Ainsi, le rapport recommande d'étendre à tous les travailleurs de plateformes le droit de choisir librement leurs horaires et périodes d'inactivité, à l'image de ce qui existe pour les plateformes de mobilité.

Il prévoit également que ces travailleurs puissent bénéficier des mêmes garanties que des salariés en matière de sécurité au travail et que l'inspection du travail puisse exercer son contrôle à cet égard.

Si ces propositions de la mission sont louables et représentent une avancée, elles restent en deçà d'une véritable protection sociale face aux risques majeurs, en particulier celui d'accident du travail. La mission arrive ici à ses limites, ce que notre groupe ne peut que regretter. En effet, la nature ambivalente des emplois créés par les plateformes numériques est source de difficultés juridiques qu'il n'appartient pas à la mission de trancher.

Ainsi, renforcer le droit social applicable aux travailleurs reviendrait de fait soit à les assimiler à des salariés, soit à leur reconnaître un nouveau statut.

Qualifier ces activités en salariat n'est pas satisfaisant puisqu'il n'existe objectivement pas de situation de subordination, celle-ci n'étant d'ailleurs pas souhaitée par les intéressés. En outre, les nouvelles obligations que cette qualification impliquerait pour les plateformes pourraient se répercuter en termes d'emploi et d'activité économique.

A l'inverse, créer un tiers statut, plus protecteur que le statut d'indépendant sans pour autant être assimilé au salariat, supposerait une réflexion approfondie, qui ne peut être menée dans le cadre de cette mission.

Notre groupe regrette donc que la question récurrente du statut des travailleurs de plateformes numériques n'ait pas permis de renforcer davantage la protection des travailleurs.

Le rapport apporte néanmoins des éléments importants concernant l'instauration d'une représentation des travailleurs et d'un dialogue social. Le Gouvernement s'étant engagé dans cette voie, la mission recommande la fixation de thèmes obligatoires, ainsi que la négociation d'accords de plateformes qui primeraient sur les accords de secteur lorsqu'ils seraient plus favorables.

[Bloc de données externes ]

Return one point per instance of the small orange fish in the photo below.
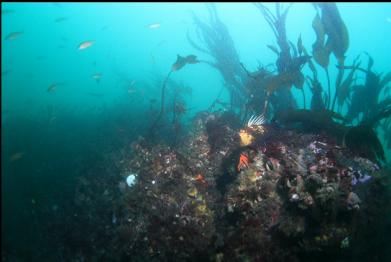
(200, 178)
(243, 161)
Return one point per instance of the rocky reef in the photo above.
(287, 196)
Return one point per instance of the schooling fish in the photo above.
(13, 35)
(85, 44)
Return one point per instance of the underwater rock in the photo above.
(292, 194)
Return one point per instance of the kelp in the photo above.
(330, 24)
(314, 121)
(317, 103)
(335, 28)
(215, 40)
(365, 98)
(177, 65)
(291, 58)
(362, 139)
(277, 23)
(343, 91)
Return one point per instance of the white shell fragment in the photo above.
(131, 180)
(256, 120)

D'autre part, la mission prend la mesure de la transformation majeure qu'engendre le management algorithmique dans les relations entre les travailleurs, les clients et les plateformes. Les algorithmes, présentés comme neutres, comportent cependant des risques, notamment par l'utilisation de données personnelles, et peuvent également être responsables de discriminations.

Certaines variables sont utilisées pour établir un profil des travailleurs, s'appuyant par exemple sur les avis et notes des internautes ou sur leur rapidité d'intervention, mais à ces variables objectives peuvent s'en ajouter d'autres, largement invisibles. L'algorithme devient ainsi une boîte noire qui opère des classements dans une complète opacité, ce qui est d'autant plus inquiétant que la plateforme peut ne pas se limiter à rapprocher l'offre et la demande mais impacter des décisions aussi importantes que les conditions de travail ou de rémunération des travailleurs.

Face à un tel système, la mission propose des solutions concrètes. Il est essentiel, comme le propose le rapport, que la transparence, la lisibilité et l'évolution des algorithmes deviennent plus systématiquement un des thèmes du dialogue social qui va se mettre en place dans le cadre des plateformes, et d'encourager la formation des acteurs de ce dialogue - qu'il s'agisse des entreprises ou des travailleurs - aux enjeux de l'intelligence artificielle et des algorithmes, ainsi que leur accès à une expertise.

C'est également en amont qu'il faudra agir en instituant des règles encadrant la conception des algorithmes et plateformes, en particulier pour leur imposer des critères d'accessibilité et d'auditabilité.

Ainsi que le rapport le précise, cet ensemble de mesures doit trouver à s'appliquer dans le respect du principe de secret des affaires.

En conclusion, le groupe Les Républicains estime que le travail approfondi de la mission permettra une meilleure connaissance de l'ensemble des enjeux lié au développement des plateformes, contribuant ainsi à la mise en place d'un cadre juridique respectueux de la liberté et des droits des travailleurs.